Value for the Dollar
Americans have looked at health care as something for which we'll pay any price-anyone should be able to have the best medical care available to save their lives. Recent moves to publish health care report cards online have come under attack as giving inaccurate pictures of the health care provided by various institutions or for trying to quantify the unquantifiable. Do you think hospitals and other health care providers can be held accountable through means such as online report cards? If not, how else can we be sure that we are getting value for dollar in an era where health care costs are soaring as a percentage of GDP? Conklin: We believe in transparency and so have been publishing our quality and performance information for quite some time and making it available on our Web site (www.christushealth.org). So, yes, we do believe that report cards are important. However, as long as the focus remains solely on physicians and acute care and we do not fix the problems with the underlying health care system, this data will only tell part of the story.Temple: I think the idea that we can enforce accountability for clinical excellence via "hospital report cards" is a terrific idea on the face of it and should be encouraged, but there are some real issues with it.

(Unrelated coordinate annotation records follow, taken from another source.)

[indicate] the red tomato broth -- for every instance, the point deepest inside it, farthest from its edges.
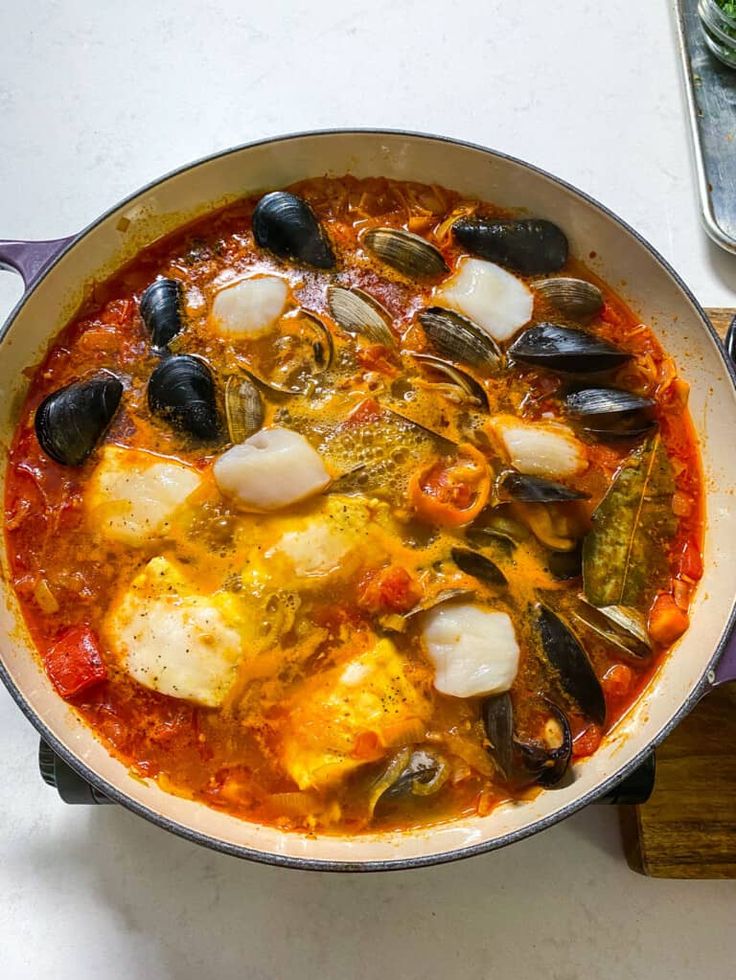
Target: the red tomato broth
(228, 758)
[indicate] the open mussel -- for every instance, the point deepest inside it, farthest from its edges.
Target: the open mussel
(286, 225)
(244, 411)
(70, 422)
(497, 526)
(454, 336)
(161, 309)
(469, 389)
(182, 391)
(407, 253)
(528, 245)
(358, 313)
(550, 510)
(610, 413)
(511, 485)
(478, 566)
(574, 670)
(566, 350)
(577, 298)
(290, 365)
(540, 748)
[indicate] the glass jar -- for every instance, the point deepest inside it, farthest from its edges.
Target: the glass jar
(719, 29)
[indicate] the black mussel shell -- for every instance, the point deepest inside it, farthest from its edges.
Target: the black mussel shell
(520, 755)
(497, 714)
(286, 225)
(575, 671)
(610, 413)
(426, 773)
(70, 422)
(548, 762)
(511, 485)
(620, 626)
(161, 310)
(566, 350)
(477, 565)
(458, 338)
(587, 402)
(565, 565)
(529, 246)
(182, 391)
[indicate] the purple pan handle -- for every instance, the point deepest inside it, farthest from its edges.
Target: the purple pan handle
(31, 258)
(725, 669)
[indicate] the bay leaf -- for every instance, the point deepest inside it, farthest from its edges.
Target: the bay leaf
(625, 554)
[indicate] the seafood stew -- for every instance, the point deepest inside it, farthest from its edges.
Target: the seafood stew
(354, 506)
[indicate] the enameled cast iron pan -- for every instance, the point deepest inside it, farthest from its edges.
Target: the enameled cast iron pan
(58, 275)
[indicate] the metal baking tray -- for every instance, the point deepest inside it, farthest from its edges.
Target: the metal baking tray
(711, 97)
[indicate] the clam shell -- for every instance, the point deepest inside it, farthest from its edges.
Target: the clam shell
(358, 313)
(575, 297)
(407, 253)
(244, 411)
(454, 336)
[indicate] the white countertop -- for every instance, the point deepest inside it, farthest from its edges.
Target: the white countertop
(95, 100)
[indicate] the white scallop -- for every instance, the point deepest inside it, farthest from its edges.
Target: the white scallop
(547, 449)
(274, 468)
(474, 650)
(133, 495)
(249, 307)
(488, 295)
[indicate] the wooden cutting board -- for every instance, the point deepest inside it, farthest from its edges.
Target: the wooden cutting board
(687, 829)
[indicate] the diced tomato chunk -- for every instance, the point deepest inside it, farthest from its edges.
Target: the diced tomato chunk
(75, 662)
(391, 589)
(691, 561)
(667, 622)
(587, 741)
(617, 681)
(367, 411)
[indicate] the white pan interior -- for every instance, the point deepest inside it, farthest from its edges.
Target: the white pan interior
(621, 259)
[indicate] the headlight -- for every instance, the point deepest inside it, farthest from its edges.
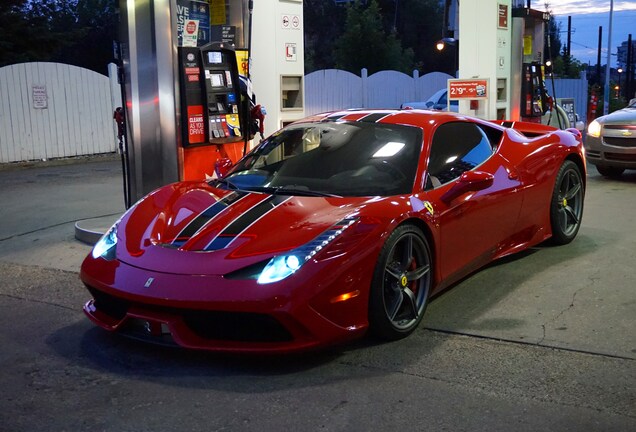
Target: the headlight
(279, 268)
(594, 129)
(105, 246)
(282, 266)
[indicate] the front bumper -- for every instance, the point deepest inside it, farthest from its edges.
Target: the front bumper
(616, 147)
(209, 312)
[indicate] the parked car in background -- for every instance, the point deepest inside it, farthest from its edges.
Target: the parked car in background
(611, 141)
(438, 102)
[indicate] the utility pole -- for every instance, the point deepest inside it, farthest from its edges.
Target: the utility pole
(606, 93)
(629, 73)
(598, 56)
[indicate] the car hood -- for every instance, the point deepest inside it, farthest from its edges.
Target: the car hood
(193, 228)
(626, 116)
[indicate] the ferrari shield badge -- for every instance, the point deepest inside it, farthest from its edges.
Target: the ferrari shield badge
(429, 207)
(419, 205)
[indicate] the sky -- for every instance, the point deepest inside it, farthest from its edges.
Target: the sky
(587, 16)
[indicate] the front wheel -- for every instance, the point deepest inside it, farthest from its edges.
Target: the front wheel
(401, 284)
(566, 207)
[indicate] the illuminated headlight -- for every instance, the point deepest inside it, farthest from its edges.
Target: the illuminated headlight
(282, 266)
(279, 268)
(105, 246)
(594, 129)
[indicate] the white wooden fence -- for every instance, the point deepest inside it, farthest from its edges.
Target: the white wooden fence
(332, 89)
(53, 110)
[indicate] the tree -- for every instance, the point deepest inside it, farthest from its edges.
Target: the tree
(365, 44)
(419, 26)
(323, 21)
(77, 32)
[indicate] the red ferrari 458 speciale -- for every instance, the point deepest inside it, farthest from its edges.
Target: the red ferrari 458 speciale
(336, 225)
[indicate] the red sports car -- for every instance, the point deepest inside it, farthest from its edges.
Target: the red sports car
(336, 225)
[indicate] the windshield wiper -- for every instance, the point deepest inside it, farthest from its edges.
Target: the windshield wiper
(227, 183)
(291, 190)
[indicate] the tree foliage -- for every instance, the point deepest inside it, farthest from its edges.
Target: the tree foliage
(77, 32)
(365, 44)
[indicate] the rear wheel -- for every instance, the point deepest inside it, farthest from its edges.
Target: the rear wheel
(612, 172)
(401, 284)
(566, 207)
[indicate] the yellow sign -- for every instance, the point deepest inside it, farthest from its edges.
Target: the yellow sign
(242, 61)
(527, 45)
(217, 12)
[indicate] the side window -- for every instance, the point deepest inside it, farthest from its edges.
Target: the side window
(456, 148)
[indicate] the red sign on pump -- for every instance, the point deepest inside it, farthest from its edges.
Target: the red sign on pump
(196, 125)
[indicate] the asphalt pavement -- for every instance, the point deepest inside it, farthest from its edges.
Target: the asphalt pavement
(544, 340)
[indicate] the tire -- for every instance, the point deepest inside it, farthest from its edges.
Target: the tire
(566, 206)
(401, 284)
(612, 172)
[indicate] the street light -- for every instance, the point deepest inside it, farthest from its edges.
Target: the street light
(441, 44)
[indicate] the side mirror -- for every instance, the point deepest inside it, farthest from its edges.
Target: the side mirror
(222, 166)
(470, 181)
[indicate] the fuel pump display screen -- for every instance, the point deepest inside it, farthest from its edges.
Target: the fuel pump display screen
(211, 105)
(216, 80)
(215, 57)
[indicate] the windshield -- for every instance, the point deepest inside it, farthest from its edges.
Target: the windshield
(342, 159)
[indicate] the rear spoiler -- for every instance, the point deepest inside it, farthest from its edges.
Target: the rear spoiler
(530, 129)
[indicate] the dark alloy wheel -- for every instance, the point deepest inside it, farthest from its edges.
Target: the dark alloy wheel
(566, 208)
(401, 284)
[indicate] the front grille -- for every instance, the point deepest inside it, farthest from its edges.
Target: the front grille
(213, 325)
(621, 157)
(111, 306)
(620, 142)
(236, 326)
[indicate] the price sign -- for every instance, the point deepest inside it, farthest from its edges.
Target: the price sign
(468, 89)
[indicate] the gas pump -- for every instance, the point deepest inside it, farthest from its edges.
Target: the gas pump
(534, 101)
(212, 116)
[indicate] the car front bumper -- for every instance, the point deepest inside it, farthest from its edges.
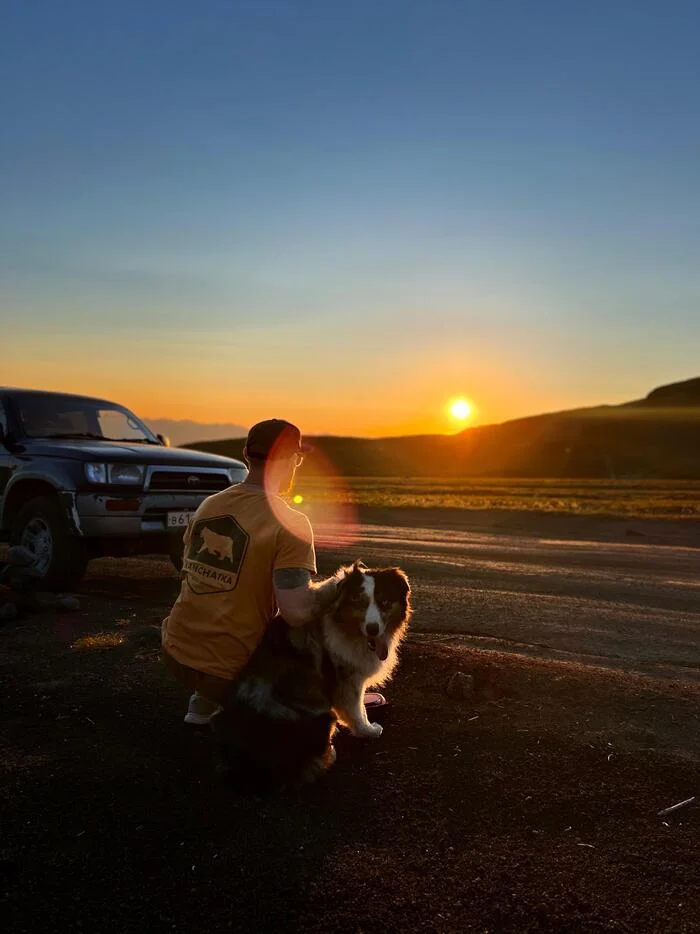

For instance, could an insurer who may be creating a "report card" for its members gauge its providers based on providing what it deems to be the most "cost-effective" care versus what the safest care might be deemed to be? Also, even if you get past the notion of possible bias, how do you craft a report card that is robust enough to be useful but not so complex as to be overwhelming to a consumer? Another thing to consider-if you are grading the level of mortality for a given procedure, how would you factor in certain hospitals that get the highest acuity cases and would almost inevitably have higher mortality rates, but really are providing superior care to a much more challenged population? This may be an opportunity for a credible industry panel to be formed with all relevant constituencies represented to come up with a single report card that would be considered to be the "gold standard," and do it in as unbiased a way as possible. So, yes, let's keep going down this road, but remain mindful of the pitfalls that we will certainly encounter.
We need a more rational health care system focused on health and wellness, rather than sickness. And statistics ought to be focused on finding out who does a better job keeping people healthy, versus morbidity and mortality statistics, patient satisfaction, measures of efficiency, etc. Until we tie all these pieces together and develop report cards focused around health and wellness, we will continue down the present, untenable path.